Regional English Cricket League

The South Nottinghamshire Cricket League serves Nottingham and the surrounding towns and villages. The South Nottinghamshire Cricket League (SNCL) is one of two Nottinghamshire leagues that feeds into the ECB accredited Nottinghamshire Cricket Board Premier League. The headquarters for the SNCL is based in Kinoulton, Nottinghamshire. Nottinghamshire Recreational Cricket is the body responsible for all recreational cricket in Nottinghamshire and ensures the smooth running of the game on a number of different levels.

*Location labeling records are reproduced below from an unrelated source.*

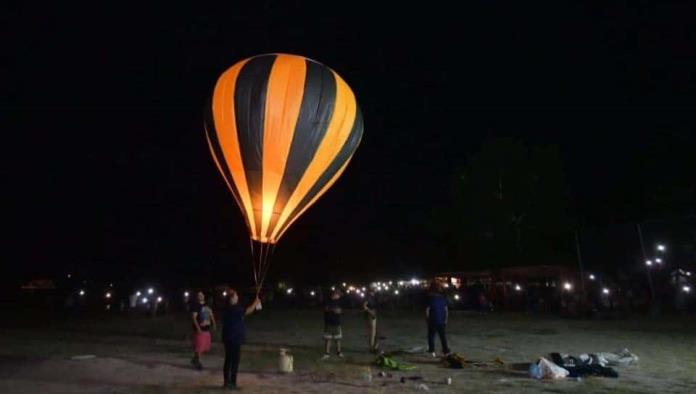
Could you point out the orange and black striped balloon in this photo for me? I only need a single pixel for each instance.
(281, 129)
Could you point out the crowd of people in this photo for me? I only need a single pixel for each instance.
(203, 321)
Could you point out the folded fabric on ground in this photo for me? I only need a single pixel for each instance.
(585, 365)
(388, 362)
(545, 369)
(621, 357)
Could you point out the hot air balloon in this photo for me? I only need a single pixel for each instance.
(281, 130)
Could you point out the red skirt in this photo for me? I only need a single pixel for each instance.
(201, 341)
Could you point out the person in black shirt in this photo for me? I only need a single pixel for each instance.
(332, 324)
(203, 320)
(233, 335)
(370, 307)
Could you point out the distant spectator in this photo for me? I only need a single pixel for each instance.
(203, 320)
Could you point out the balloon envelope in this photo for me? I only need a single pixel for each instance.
(281, 130)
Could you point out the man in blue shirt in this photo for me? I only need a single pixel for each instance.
(233, 336)
(436, 314)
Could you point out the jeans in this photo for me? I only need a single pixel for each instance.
(440, 329)
(229, 371)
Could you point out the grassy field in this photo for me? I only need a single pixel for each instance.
(150, 355)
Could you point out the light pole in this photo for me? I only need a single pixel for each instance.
(648, 263)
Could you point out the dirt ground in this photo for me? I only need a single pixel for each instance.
(151, 355)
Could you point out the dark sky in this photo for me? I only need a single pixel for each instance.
(108, 168)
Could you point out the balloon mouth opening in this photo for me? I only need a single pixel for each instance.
(264, 240)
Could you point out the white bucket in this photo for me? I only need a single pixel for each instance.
(285, 361)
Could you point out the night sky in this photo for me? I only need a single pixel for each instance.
(107, 168)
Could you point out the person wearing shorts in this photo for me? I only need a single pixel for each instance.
(332, 325)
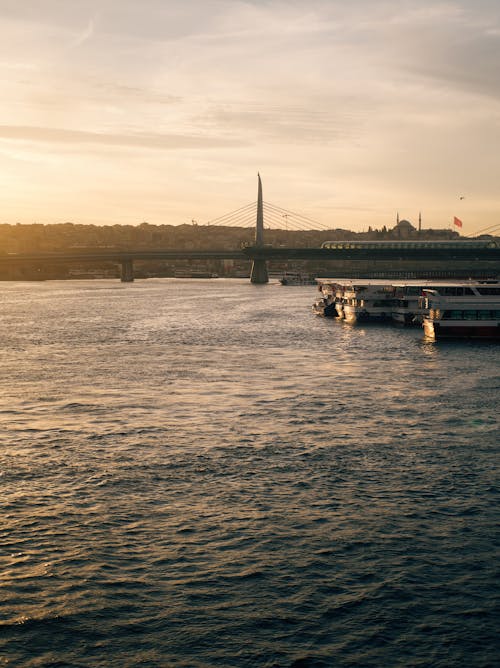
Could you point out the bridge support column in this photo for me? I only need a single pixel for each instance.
(127, 271)
(259, 274)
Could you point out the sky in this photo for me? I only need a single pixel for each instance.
(120, 111)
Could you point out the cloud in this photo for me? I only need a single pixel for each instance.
(84, 36)
(155, 141)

The Nottinghamshire Cricket Board Premier League is the top level of competition for recreational club cricket in Nottinghamshire, and since it was formed in 1999 it has been a designated ECB Premier League. It has two feeder leagues serving the north and south of the county:

- Bassetlaw and District Cricket League – North
- South Nottinghamshire Cricket League – South

The South Nottinghamshire Cricket League operates mainly in the south of the county and has around 130 teams from 60 clubs playing in 13 divisions. Clubs are known to participate from beyond the county boundary, with representatives from Lincolnshire, Leicestershire and Derbyshire. The length of matches varies between 100 and 72 overs depending on the division. Gunn & Moore are the main sponsors, in 2022 they agreed to continue to sponsor the League for a further three years.